Authors: Becca Fu(beccafuu@umich.edu), Yuchen(Wayne) Yang(siriusyc@umich.edu)

Introduction

General Introduction

The central question we are interested in is: How average rating could be determined by key attributes of a recipe?

Dataset Details Introduction

Recipes

Interactions

Data Cleaning and Exploratory Data Analysis

Part I: Data Cleaning

  1. We start with two individual datasets, one for recipes, the other for ratings.
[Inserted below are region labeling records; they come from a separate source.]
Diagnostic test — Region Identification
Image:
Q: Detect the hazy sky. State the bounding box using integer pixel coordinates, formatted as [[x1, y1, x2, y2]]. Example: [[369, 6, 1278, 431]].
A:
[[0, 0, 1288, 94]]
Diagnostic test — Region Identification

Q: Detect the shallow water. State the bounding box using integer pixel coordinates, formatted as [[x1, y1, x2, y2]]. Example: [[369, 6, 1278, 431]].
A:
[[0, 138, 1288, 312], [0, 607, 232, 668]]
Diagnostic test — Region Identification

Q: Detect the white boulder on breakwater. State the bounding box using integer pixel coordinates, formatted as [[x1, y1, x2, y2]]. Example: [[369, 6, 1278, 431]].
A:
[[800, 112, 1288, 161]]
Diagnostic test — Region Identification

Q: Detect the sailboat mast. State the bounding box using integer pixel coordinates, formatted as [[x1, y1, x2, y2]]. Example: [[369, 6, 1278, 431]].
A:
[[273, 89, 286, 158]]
To proceed, we need to left merge the recipes and interactions datasets together.
    • We choose left merge because we want to ensure that all the recipes are retained in the merged dataset, even if some recipes have no ratings or interactions.
  2. Once we get the combined dataset, we need to deal with 0-star ratings.
    • In this case, we choose to treat all ratings of 0 as missing values first.
    • 0 is likely indicate that no ratings is given, so it currently doesn’t provide meaningful information about user preferences.
  3. Before proceeding to any column operations, we want to first deal with missing values:
    • we start by examing which columns contains missing values.
    • then we fill missing values in columns relevant to our analysis, including
      • nutritions
      • rating
      • minutes
      • n_steps
  4. Among all columns relevant to our analysis, only rating contains missing value.
    • We decided to use listwise imputation and probabilistic imputation, Imputation section for justification.
      • listwise imputation: we drop all recipe that does not receive any rating.
      • probabilistic imputation, we fill missing value in rating by drawing random sample from all ratings received by that recipe.
  5. We will measure a recipe’s popularity by its average rating, so we created a new column that records average rating per recipe.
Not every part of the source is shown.